‘Oysters’ by Anton Chekhov

Oysters by Anton Chekhov, 1884

The magic trick:

Using restraint in the way the narrator frames his childhood memory

This one is sure to floor you. It floored me.

Our narrator is recalling a day he joined his father to beg for alms. It’s the first day his dad has lowered himself to this level. He’s struggling with it, and it’s his struggle, portrayed through the eyes of his son, that is so affecting.

That struggle, though, is set to the side in the story. The central memory is that of the narrator recalling his first experience eating oysters. He sees the word on a sign at a restaurant. He wonders what it is. He deliriously announces on the street that he wants oysters. People think it’s funny that such a young boy has such refined tastes.

So it’s that story that takes center stage. What’s notable about the way the narrator recalls the entire thing – and I always read these kind of first-person memories thinking that the narrator is now an adult looking back – is that he never redirects the reader’s attention on his father. He doesn’t frame the memory as about his father. Even given the chance, after years of hindsight, he doesn’t recast the day for the reader in a slanted way.
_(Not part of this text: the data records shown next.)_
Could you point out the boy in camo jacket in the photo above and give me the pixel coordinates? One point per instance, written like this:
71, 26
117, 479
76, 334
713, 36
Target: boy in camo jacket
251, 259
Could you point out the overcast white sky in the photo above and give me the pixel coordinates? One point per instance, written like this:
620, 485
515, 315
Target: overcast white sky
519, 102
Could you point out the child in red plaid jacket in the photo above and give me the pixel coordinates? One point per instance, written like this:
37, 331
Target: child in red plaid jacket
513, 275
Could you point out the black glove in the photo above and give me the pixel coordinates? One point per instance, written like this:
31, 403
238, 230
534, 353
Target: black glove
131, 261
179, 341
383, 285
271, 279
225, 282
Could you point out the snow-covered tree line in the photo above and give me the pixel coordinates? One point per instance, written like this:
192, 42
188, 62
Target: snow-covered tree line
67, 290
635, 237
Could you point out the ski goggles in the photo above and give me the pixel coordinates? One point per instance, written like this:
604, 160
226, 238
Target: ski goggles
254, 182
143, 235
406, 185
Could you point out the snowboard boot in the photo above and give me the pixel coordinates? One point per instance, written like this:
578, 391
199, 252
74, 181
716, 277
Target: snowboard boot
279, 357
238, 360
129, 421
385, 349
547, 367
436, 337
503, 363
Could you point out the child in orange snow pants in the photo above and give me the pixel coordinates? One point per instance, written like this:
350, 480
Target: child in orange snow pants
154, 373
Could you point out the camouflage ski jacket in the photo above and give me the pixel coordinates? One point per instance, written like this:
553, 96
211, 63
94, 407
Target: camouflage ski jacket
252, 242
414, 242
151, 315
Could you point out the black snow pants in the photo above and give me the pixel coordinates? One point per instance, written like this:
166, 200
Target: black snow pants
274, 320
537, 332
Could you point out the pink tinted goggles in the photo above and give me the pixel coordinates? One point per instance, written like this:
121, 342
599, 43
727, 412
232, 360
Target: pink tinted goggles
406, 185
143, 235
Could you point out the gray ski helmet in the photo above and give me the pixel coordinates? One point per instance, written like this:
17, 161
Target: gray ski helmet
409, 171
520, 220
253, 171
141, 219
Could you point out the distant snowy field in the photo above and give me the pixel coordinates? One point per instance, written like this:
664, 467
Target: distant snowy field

He simply tells the story as he remembers it, and lets the reader do the rest. That’s a very fine, very subtle handle on a story – especially for such a young writer.

And that’s quite a trick on Chekhov’s part.

The selection:

“Oysters! Give me some oysters!” was the cry that broke from me and I stretched out my hand.

“Help us, gentlemen!” I heard at that moment my father say, in a hollow and shaking voice. “I am ashamed to ask but—my God!—I can bear no more!”

“Oysters!” I cried, pulling my father by the skirts of his coat.

“Do you mean to say you eat oysters? A little chap like you!” I heard laughter close to me.

Two gentlemen in top hats were standing before us, looking into my face and laughing.

“Do you really eat oysters, youngster? That’s interesting! How do you eat them?”